La deuxième dimension des Cardinals
Football jeudi, 29 janv. 2009. 20:13 dimanche, 15 déc. 2024. 13:44
Il faut parfois creuser profondément pour trouver de l'or. À première vue, une défaite de 47-7 représente une énorme tache à un dossier, une humiliation qu'on préfère oublier. Mais c'est peut-être la meilleure chose qui pouvait arriver aux Cardinals de l'Arizona, qui ont subi cet affront le 21 décembre contre les Patriots de la Nouvelle-Angleterre.
En effet, cette claque au visage encaissée à quelques jours de Noël a permis aux Cardinals de retrouver leur attaque au sol.
Hors de lui, l'entraîneur des Cardinals, Ken Whisenhunt, a commencé à tenir des entraînements beaucoup plus intenses. Son message était clair : ça passe ou ça casse. Il a brassé ses troupiers, changé leurs habitudes de travail pour effacer leurs mauvais plis. Il faut croire que l'équipe a bien réagi.

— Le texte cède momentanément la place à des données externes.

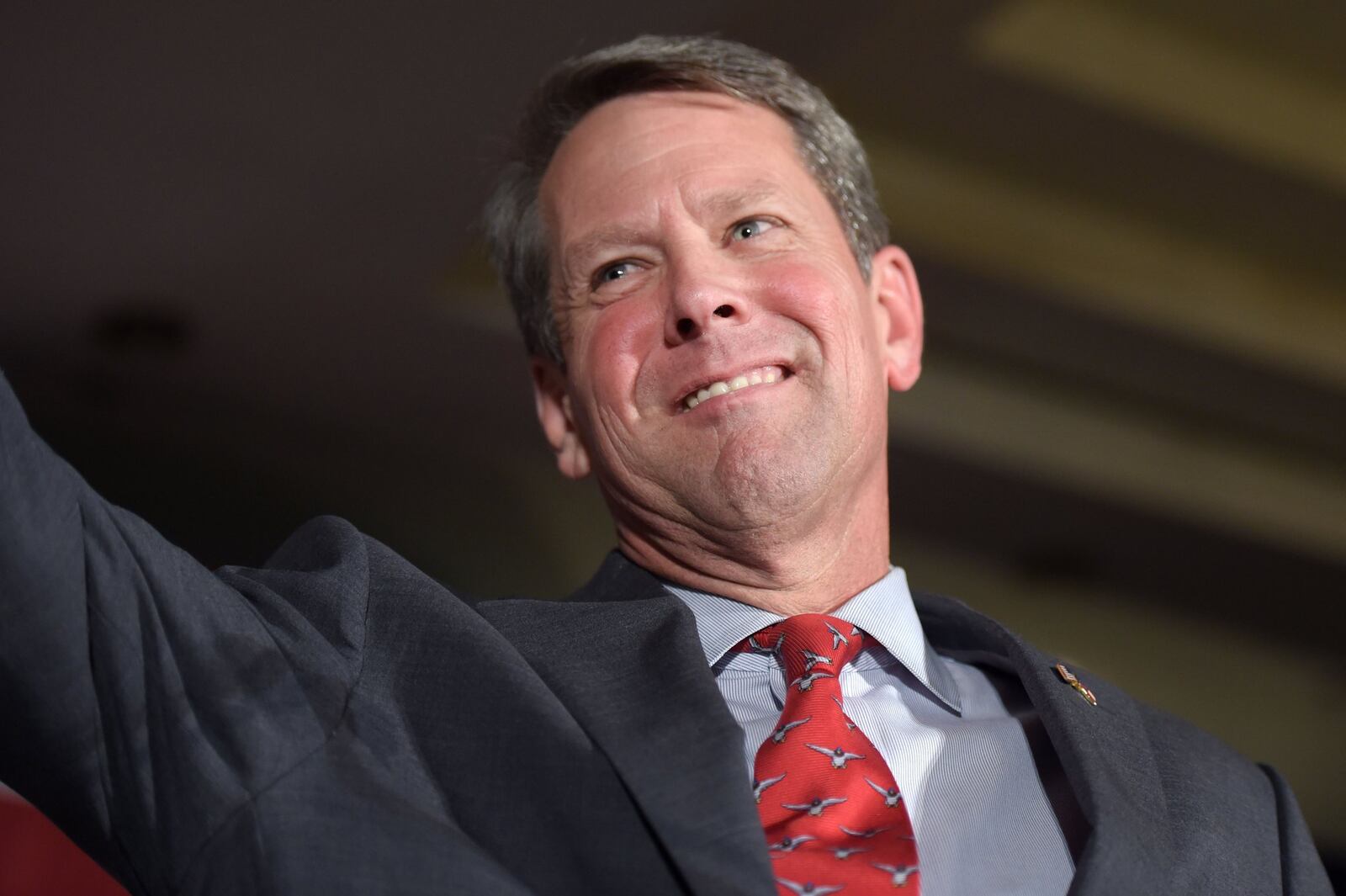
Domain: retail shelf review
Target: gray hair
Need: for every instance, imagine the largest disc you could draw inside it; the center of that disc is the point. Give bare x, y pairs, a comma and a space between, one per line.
827, 144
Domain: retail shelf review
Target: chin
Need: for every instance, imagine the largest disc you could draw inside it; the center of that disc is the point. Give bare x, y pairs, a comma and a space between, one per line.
760, 480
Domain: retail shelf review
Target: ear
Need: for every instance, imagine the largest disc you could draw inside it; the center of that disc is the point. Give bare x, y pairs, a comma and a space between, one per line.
898, 315
558, 419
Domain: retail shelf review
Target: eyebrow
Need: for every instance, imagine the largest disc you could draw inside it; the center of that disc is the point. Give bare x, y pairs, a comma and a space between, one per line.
722, 202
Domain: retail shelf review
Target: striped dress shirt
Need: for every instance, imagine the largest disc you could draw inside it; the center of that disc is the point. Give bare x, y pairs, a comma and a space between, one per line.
983, 821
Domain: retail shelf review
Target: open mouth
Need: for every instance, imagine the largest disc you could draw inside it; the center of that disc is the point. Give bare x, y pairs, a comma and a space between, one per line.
746, 379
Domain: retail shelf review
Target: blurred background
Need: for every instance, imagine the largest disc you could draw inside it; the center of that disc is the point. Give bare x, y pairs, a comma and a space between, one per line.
241, 284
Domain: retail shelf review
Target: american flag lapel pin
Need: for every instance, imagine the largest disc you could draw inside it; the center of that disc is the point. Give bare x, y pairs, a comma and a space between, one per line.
1069, 677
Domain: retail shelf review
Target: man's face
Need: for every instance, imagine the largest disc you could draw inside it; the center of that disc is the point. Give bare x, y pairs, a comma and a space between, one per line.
727, 365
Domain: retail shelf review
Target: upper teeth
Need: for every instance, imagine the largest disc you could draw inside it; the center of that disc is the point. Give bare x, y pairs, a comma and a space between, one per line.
724, 386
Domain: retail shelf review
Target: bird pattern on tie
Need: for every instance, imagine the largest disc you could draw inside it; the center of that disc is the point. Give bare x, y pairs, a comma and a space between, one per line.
834, 815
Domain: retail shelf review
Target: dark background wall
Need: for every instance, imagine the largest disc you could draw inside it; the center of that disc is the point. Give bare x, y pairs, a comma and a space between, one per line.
241, 284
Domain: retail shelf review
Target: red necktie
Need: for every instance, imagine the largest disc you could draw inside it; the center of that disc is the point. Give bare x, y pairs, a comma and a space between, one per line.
834, 815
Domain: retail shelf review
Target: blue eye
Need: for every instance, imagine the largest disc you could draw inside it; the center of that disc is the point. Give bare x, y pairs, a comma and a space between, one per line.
614, 272
749, 229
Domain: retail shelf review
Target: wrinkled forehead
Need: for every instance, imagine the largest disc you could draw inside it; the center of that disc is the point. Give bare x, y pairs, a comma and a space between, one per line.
633, 137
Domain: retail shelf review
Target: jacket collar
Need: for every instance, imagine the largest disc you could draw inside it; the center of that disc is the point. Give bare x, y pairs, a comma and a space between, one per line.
623, 657
1104, 751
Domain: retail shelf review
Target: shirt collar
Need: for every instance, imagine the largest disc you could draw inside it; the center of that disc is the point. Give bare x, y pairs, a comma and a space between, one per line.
883, 610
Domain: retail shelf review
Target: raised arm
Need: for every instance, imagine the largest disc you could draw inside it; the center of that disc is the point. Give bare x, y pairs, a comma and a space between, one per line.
143, 698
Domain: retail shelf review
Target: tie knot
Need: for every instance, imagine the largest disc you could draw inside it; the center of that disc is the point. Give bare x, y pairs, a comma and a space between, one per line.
808, 644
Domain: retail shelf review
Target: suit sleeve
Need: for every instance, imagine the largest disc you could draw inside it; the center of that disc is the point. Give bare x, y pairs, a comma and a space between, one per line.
143, 698
1302, 869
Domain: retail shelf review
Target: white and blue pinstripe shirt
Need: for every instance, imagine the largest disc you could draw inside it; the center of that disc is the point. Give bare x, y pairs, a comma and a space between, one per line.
982, 819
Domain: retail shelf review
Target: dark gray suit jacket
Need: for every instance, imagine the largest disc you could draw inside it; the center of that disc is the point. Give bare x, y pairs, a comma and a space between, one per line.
338, 723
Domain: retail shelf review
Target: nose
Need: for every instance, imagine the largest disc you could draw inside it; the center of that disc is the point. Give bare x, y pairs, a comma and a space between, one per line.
704, 298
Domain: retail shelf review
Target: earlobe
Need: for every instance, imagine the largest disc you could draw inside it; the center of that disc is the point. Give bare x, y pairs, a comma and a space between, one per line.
558, 419
899, 316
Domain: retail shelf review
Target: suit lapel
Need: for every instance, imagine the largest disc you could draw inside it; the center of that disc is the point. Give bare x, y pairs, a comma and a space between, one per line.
1104, 751
625, 658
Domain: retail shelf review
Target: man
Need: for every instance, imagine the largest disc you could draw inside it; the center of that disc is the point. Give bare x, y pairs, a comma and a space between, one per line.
744, 700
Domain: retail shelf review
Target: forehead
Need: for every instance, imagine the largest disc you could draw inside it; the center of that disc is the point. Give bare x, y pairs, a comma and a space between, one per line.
628, 151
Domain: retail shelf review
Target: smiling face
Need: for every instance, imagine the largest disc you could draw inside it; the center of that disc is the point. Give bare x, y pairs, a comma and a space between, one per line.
727, 363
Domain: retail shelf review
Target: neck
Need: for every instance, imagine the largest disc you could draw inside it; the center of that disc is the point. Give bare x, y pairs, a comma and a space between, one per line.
812, 564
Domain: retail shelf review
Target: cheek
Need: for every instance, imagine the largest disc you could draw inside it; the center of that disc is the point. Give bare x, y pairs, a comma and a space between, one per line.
614, 345
823, 298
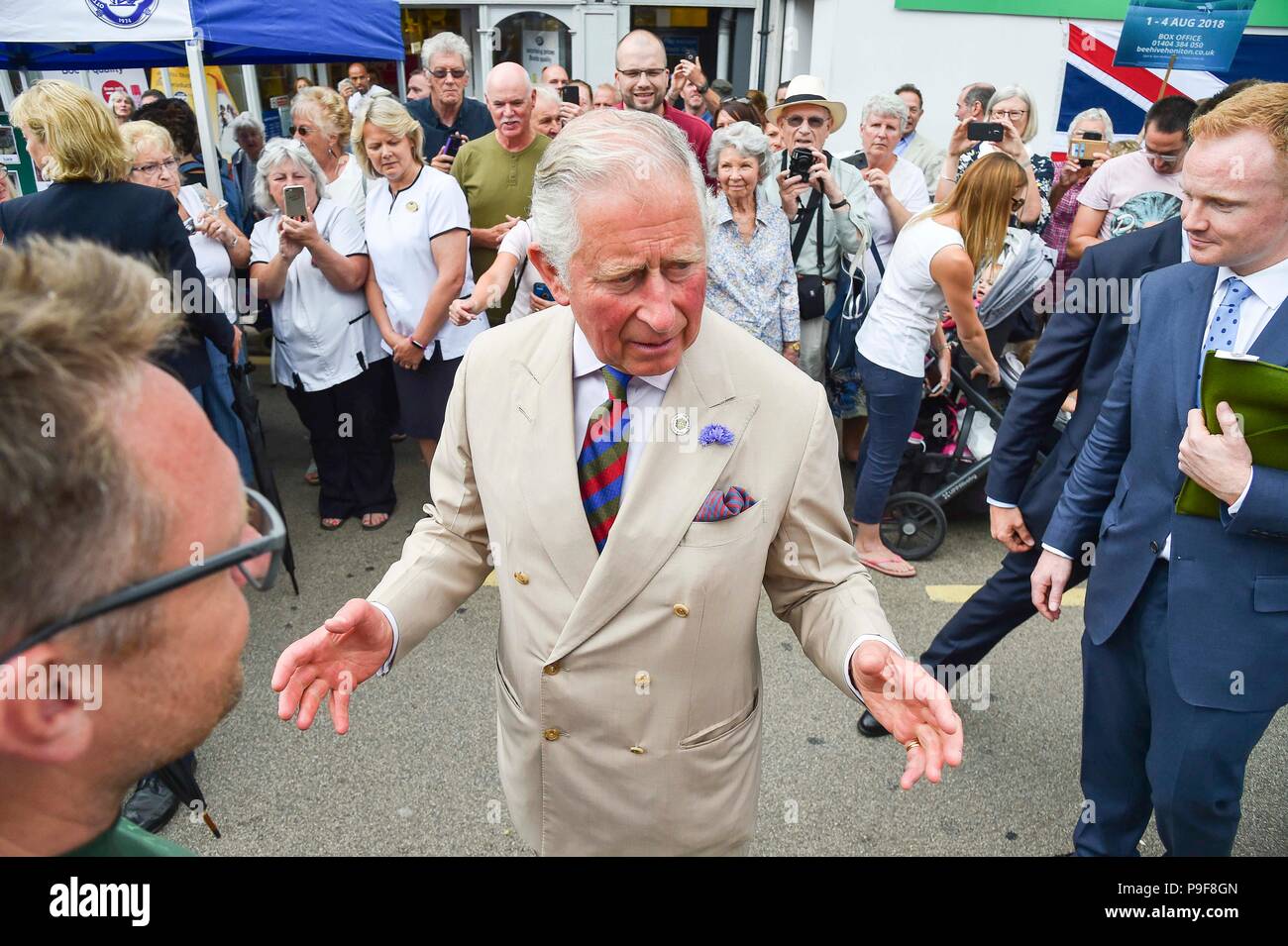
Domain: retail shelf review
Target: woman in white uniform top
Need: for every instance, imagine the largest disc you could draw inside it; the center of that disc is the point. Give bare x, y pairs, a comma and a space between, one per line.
417, 235
218, 245
329, 356
321, 123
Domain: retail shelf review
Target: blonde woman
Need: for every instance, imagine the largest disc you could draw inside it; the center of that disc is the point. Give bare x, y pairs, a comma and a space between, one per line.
934, 264
121, 106
321, 123
417, 236
218, 246
77, 146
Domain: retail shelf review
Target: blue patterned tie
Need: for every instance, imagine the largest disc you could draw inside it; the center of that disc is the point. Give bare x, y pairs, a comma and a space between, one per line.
1225, 326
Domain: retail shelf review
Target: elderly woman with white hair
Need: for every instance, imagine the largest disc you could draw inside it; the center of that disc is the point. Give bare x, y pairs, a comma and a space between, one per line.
321, 123
1014, 110
751, 277
312, 269
417, 233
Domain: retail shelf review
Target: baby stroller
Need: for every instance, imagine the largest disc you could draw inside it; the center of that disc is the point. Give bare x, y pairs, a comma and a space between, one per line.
951, 447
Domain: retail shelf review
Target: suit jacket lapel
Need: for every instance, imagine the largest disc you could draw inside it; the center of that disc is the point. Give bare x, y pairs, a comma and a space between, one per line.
550, 489
1190, 322
668, 485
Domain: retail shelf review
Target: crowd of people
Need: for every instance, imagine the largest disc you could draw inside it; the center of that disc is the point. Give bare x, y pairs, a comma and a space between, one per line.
384, 237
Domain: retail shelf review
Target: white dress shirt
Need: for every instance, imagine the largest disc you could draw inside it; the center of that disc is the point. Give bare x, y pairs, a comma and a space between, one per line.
643, 396
1269, 291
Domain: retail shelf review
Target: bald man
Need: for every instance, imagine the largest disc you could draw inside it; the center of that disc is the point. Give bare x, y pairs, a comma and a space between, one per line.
643, 78
494, 171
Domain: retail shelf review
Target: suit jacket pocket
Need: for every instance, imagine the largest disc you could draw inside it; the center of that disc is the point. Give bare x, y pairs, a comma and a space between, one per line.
1270, 593
721, 533
725, 727
505, 683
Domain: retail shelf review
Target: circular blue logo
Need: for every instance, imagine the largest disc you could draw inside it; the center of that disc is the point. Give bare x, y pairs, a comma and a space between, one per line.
123, 14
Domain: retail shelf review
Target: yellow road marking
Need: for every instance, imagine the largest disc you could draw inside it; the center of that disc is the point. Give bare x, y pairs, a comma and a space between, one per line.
958, 593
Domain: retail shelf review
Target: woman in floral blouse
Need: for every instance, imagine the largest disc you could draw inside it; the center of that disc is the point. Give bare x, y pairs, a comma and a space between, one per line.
751, 278
1013, 108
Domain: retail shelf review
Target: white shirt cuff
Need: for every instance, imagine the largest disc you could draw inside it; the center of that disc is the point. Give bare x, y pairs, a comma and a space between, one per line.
1237, 503
849, 658
1056, 551
393, 622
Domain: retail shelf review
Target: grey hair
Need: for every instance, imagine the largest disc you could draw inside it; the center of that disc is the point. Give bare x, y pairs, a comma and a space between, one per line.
277, 151
1017, 91
1094, 115
889, 106
246, 123
595, 154
446, 43
747, 141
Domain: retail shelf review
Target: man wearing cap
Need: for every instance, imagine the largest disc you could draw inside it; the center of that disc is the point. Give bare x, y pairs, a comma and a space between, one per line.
825, 209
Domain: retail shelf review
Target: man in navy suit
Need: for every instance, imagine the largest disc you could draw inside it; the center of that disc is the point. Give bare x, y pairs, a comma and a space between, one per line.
1078, 351
1185, 653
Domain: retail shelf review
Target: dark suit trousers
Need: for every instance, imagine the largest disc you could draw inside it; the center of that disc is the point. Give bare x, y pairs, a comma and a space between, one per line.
349, 431
1145, 748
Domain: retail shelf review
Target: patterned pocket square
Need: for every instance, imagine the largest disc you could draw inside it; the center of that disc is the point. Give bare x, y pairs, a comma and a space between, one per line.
725, 504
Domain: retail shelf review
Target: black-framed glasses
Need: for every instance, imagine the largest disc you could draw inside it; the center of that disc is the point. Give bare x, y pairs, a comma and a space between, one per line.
259, 562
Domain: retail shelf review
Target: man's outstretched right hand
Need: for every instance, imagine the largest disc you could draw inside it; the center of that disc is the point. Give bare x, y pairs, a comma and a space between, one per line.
347, 650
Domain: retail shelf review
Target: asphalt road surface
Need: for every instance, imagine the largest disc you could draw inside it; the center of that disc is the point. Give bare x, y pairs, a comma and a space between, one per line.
416, 775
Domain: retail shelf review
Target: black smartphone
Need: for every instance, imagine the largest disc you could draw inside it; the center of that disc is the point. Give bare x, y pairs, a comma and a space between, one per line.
802, 159
984, 130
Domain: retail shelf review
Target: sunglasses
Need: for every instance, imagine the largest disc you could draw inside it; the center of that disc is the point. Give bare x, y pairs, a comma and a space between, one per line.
248, 558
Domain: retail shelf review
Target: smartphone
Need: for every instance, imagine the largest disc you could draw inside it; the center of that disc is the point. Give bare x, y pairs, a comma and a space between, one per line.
295, 203
1086, 149
802, 159
984, 130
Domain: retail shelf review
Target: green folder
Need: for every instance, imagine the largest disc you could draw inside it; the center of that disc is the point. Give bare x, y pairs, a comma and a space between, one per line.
1258, 392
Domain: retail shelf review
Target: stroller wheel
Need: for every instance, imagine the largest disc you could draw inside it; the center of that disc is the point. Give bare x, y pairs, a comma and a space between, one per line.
913, 525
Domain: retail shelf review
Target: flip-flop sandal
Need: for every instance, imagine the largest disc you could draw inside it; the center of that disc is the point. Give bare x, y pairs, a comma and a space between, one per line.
875, 564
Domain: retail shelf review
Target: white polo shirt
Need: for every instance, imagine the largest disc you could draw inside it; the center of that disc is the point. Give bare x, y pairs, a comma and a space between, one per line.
399, 231
323, 336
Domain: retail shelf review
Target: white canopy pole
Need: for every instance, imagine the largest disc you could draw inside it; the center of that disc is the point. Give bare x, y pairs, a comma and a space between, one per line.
209, 155
250, 85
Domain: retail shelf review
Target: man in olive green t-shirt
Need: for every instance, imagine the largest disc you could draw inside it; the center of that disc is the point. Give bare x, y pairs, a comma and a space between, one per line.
494, 171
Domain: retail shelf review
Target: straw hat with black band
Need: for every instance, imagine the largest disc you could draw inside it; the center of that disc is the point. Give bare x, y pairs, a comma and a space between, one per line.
807, 90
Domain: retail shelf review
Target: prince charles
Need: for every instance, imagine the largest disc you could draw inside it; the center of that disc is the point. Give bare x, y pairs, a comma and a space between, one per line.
635, 470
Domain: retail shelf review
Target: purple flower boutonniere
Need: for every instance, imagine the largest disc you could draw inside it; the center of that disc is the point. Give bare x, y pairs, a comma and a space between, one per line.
715, 434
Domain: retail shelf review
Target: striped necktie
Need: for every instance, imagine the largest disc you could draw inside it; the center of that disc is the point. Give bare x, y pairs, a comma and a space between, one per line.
601, 463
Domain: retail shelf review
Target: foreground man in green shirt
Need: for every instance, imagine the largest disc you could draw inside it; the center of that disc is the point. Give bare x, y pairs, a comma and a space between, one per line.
127, 550
494, 171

Ça n'explique pas tout, mais c'est certainement l'une des raisons qui expliquent la présence des Cards au Super Bowl.
On ne se contera pas d'histoires, la force et l'identité des Cards demeurent le jeu aérien avec Kurt Warner et ses receveurs. Mais on dirait que Whisenhunt a compris qu'avec le jeu au sol, ce n'est pas tant le nombre de verges gagnées qui importe que le nombre de courses que tu effectues. C'est ça qui fait en sorte que l'adversaire respecte la menace et joue de façon honnête.
Quand on regarde les chiffres, c'est assez probant. En saison régulière, les Cards ont effectué 630 passes contre seulement 340 courses (le plus petit nombre, d'ailleurs, de toute la NFL), un ratio de 65:35, et n'ont gagné que 73 verges par match au sol. En éliminatoires, Warner a décoché 92 passes et remis le ballon 100 fois à ses porteurs. Le jeu au sol a donc constitué 52% de l'attaque des Cards, qui ont amassé 111 verges par rencontre de cette façon.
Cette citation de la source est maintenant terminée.